In states that provide for default judgment, the rationale is that no spouse should be “held hostage,” that is, to be forced to stay in an irretrievably broken relationship. Therefore, if the respondent (or defendant, in states where the filer of the petition is called the plaintiff) ignores the service of notification, the petitioner can file a motion with the court seeking a default judgment.

If the petition is properly executed and the service was properly delivered, the court will likely award default judgment, meaning the petitioner gets everything requested in the paperwork. Basically, most judges figure that if respondents/defendants are too lazy, disinterested or disdainful of court notices, they deserve what they asked for, which is nothing.

Default judgments can be set aside–for good reason

So, in states that allow default judgment, the time period for response to the original notification is relatively short (20 to 30 days, typically). In lieu of response, the default judgment is almost a slam-dunk. True, the respondent/defendant typically has a right to file a motion requesting that the default judgment be set aside (vacated)–but again, the window closes pretty quickly, and the reason needs to be strong. For instance, the respondent may prevail if the notification was served on another person by the same name and therefore the proper person did not, in fact, receive proper notice. In that case, the entire process will have to be re-booted, starting over from square one. Notice, however, that the court is likely to to take a poor view of someone who’s simply had a change of heart and now wants to contest the divorce.

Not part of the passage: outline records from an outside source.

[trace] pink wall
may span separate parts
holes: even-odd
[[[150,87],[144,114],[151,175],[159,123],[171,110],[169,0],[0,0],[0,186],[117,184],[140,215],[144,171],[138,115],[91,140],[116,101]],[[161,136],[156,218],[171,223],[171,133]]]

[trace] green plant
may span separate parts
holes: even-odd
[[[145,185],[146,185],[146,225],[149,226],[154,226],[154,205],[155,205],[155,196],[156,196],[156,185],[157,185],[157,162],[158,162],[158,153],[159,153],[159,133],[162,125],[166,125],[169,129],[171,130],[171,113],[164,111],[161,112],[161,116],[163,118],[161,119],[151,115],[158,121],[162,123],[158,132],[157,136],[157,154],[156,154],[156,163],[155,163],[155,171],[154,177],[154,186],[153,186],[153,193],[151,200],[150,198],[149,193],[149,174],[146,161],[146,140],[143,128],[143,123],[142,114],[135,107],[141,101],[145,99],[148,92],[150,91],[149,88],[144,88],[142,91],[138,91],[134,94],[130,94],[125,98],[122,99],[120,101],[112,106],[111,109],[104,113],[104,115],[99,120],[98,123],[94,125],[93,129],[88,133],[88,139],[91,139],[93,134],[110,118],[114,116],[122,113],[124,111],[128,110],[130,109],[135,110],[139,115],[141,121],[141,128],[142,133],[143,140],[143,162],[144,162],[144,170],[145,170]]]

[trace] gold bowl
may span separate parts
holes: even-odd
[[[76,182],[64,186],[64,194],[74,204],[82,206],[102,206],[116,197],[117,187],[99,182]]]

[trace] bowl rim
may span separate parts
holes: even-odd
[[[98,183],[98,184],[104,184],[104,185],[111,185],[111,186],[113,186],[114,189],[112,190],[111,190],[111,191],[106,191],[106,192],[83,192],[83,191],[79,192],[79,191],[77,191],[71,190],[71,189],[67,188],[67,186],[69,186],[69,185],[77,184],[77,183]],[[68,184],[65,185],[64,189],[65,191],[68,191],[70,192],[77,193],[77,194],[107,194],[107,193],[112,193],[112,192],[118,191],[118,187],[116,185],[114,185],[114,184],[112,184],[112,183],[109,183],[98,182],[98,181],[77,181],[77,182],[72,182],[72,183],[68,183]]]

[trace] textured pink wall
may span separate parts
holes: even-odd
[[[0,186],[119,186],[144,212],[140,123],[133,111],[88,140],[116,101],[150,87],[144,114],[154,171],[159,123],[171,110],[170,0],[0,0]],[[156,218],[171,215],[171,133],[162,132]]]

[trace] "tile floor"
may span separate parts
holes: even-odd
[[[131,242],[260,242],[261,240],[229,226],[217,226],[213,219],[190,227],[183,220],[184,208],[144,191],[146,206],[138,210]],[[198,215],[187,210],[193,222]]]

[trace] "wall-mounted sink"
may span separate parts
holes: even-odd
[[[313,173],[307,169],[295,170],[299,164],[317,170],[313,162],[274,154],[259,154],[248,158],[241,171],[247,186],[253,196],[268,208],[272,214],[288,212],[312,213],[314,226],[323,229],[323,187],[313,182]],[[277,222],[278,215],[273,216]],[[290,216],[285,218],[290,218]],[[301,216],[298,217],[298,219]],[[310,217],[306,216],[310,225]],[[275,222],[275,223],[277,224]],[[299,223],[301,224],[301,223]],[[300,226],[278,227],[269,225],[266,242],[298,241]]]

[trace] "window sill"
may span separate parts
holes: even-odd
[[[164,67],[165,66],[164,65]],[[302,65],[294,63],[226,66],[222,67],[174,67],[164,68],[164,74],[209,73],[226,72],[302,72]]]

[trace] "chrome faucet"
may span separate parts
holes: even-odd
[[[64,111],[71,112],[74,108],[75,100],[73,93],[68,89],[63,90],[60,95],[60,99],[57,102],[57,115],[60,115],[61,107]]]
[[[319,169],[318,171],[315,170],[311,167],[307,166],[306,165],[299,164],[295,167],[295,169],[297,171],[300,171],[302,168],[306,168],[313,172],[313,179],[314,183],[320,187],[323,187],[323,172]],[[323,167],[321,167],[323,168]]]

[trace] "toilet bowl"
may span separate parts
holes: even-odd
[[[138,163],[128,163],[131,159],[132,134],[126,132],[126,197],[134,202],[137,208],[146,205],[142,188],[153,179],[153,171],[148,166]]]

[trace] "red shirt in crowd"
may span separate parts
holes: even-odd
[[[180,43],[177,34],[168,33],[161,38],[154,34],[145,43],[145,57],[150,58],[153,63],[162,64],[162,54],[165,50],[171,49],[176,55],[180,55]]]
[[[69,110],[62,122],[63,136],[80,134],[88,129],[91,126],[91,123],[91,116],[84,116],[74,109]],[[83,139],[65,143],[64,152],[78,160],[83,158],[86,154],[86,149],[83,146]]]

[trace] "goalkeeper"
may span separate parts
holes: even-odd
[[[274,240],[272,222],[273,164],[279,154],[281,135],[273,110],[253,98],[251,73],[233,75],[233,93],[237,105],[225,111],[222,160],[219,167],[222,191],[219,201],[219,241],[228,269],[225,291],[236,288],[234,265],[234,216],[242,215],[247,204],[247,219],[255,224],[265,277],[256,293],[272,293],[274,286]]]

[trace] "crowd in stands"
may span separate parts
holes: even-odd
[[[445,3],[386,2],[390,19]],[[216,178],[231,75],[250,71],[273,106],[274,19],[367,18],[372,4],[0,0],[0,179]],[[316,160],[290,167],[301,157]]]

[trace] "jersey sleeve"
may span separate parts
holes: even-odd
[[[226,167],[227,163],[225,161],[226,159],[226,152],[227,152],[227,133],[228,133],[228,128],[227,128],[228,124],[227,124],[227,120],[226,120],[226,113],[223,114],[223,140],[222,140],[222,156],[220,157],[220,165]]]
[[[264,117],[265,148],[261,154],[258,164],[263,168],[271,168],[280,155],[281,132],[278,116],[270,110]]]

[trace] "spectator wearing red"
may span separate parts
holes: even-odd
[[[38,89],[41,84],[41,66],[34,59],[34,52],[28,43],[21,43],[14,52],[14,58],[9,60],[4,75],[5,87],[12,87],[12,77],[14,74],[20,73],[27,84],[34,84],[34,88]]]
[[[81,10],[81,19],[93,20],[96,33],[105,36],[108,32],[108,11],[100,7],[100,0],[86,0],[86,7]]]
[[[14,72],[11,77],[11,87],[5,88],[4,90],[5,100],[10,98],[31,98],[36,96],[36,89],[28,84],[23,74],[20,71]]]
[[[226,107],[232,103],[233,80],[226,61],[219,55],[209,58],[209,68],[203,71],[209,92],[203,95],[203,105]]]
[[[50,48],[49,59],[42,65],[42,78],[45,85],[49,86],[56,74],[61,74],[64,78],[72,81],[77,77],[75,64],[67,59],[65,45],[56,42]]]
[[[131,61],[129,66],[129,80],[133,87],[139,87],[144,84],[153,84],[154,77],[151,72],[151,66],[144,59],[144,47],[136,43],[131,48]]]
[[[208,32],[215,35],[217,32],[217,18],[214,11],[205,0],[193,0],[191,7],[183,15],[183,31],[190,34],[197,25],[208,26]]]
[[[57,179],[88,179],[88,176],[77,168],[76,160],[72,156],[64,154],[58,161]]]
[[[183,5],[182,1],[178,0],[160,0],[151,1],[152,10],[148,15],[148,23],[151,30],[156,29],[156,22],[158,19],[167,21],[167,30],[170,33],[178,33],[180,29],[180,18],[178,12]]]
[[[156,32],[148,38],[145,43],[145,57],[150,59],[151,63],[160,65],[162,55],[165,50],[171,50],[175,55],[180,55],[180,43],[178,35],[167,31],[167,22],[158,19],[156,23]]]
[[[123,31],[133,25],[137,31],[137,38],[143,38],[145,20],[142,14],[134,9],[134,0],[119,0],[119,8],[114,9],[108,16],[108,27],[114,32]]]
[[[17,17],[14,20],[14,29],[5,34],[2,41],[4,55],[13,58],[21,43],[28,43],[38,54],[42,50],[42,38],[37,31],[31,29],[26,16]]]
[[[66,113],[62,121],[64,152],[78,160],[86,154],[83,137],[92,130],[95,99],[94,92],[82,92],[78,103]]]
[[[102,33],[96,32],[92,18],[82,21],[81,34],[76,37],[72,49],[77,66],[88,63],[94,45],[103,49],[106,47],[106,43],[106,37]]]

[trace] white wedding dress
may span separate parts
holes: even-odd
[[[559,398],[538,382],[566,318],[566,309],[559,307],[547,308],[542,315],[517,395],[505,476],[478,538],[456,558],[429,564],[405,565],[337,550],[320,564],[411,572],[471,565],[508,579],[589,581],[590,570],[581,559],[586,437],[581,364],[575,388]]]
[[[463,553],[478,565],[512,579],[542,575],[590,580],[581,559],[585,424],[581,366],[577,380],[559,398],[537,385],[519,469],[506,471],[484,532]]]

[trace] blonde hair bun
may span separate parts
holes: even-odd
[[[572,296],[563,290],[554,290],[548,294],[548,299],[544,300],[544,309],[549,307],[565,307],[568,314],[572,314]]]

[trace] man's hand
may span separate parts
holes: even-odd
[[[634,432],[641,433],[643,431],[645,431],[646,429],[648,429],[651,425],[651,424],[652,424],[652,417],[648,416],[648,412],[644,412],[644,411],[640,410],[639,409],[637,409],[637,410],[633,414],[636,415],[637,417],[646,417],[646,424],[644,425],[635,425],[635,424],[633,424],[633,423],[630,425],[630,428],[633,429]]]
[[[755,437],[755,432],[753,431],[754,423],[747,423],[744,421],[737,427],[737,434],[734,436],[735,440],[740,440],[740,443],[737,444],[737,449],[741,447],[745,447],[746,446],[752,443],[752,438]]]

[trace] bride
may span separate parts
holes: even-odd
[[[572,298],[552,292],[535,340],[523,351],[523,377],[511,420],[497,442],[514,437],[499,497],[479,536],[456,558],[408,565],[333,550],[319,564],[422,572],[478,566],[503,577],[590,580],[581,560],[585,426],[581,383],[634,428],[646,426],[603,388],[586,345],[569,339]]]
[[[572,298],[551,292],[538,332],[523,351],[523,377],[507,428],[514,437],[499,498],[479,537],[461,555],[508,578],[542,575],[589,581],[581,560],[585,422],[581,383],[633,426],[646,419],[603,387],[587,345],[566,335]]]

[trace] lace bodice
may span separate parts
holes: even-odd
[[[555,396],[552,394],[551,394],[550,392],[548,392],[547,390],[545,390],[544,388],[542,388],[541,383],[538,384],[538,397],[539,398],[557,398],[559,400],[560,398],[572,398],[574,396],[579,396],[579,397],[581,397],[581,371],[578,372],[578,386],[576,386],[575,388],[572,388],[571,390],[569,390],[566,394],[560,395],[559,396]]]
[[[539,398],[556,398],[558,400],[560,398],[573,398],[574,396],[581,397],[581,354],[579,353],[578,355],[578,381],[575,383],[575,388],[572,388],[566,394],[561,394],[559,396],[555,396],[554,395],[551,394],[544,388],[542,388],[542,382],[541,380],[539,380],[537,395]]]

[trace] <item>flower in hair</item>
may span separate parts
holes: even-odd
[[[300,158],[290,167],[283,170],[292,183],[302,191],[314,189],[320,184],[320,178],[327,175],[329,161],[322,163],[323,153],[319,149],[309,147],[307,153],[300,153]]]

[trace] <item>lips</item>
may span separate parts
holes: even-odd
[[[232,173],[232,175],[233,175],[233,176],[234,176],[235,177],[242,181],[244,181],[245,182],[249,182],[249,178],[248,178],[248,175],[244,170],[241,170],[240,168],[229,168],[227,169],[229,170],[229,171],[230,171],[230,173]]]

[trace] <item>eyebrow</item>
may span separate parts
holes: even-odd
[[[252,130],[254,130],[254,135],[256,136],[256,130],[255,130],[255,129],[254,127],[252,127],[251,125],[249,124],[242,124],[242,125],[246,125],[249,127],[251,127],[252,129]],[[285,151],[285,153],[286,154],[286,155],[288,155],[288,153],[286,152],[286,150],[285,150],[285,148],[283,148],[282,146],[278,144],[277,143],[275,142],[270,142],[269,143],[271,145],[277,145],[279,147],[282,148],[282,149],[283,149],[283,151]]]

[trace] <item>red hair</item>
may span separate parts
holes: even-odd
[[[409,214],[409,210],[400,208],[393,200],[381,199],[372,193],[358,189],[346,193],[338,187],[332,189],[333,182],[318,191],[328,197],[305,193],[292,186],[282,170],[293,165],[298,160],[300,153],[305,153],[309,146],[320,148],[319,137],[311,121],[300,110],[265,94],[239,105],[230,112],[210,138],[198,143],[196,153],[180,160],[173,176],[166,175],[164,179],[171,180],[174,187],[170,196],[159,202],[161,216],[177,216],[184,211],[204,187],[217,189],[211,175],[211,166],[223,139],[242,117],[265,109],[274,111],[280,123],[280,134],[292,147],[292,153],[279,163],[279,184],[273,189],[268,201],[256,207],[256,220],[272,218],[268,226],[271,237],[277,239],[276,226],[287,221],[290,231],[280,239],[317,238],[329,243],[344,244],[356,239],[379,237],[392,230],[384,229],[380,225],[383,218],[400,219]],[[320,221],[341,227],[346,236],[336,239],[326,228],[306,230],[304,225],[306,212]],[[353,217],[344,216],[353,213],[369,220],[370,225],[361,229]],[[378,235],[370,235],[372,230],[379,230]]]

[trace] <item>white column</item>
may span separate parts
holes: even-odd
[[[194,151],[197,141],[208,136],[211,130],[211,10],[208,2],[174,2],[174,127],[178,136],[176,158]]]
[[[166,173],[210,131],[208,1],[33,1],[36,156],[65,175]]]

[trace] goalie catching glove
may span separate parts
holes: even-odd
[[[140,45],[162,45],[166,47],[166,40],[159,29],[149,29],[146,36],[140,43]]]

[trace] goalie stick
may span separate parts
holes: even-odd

Defendant can’t ignore the case indefinitely

Given all the preceding, it may seem that your spouse can, in fact, keep you trapped within the marriage. However, that’s not true–getting the decree simply takes longer in Pennsylvania. Although it’s true that having no initial response from the defendant is deemed by the court as a denial of the complaint, the defendant can not ignore the case forever.  After being separated for two years (24 months), the tables turn.

In other words, if the plaintiff cites irretrievable breakdown as the ground for divorce, and the 24-month requirement is met, the plaintiff may submit an affidavit to that effect. At that point, no response from the defendant is deemed to be admitted by the defendant, unless specifically denied via counter-affidavit. In lieu of response, the plaintiff may give the defendant 20 day’s notice and then file “Notice of Intention to Request Entry of Divorce Decree.”

Final answer, with caveats

So, the bottom line in Pennsylvania is that a recalcitrant spouse can drag out the proceedings, but not forever. See Pennsylvania Code, 1920.41, 1920.42, 1920.72 and 1920.73.

Related questions include other states and missing spouses

Question: What if move to another state, where separation requirements are not so long?

Question: What if I can’t locate my spouse at all?

The short answer is, yes, you can move to another state–even one where residency requirements are as short as several weeks. Having met residency requirements and filing legal papers and providing proper service, the court can grant the divorce but may not have any jurisdiction over your spouse, such as orders for property division or child support. Furthermore, Pennsylvania does allow divorce to proceed when one spouse can not be located, but the procedure must be strictly followed, and courts advise retaining an attorney.

If you find yourself in any of these three situations, your best bet really is to retain a competent, well versed divorce attorney.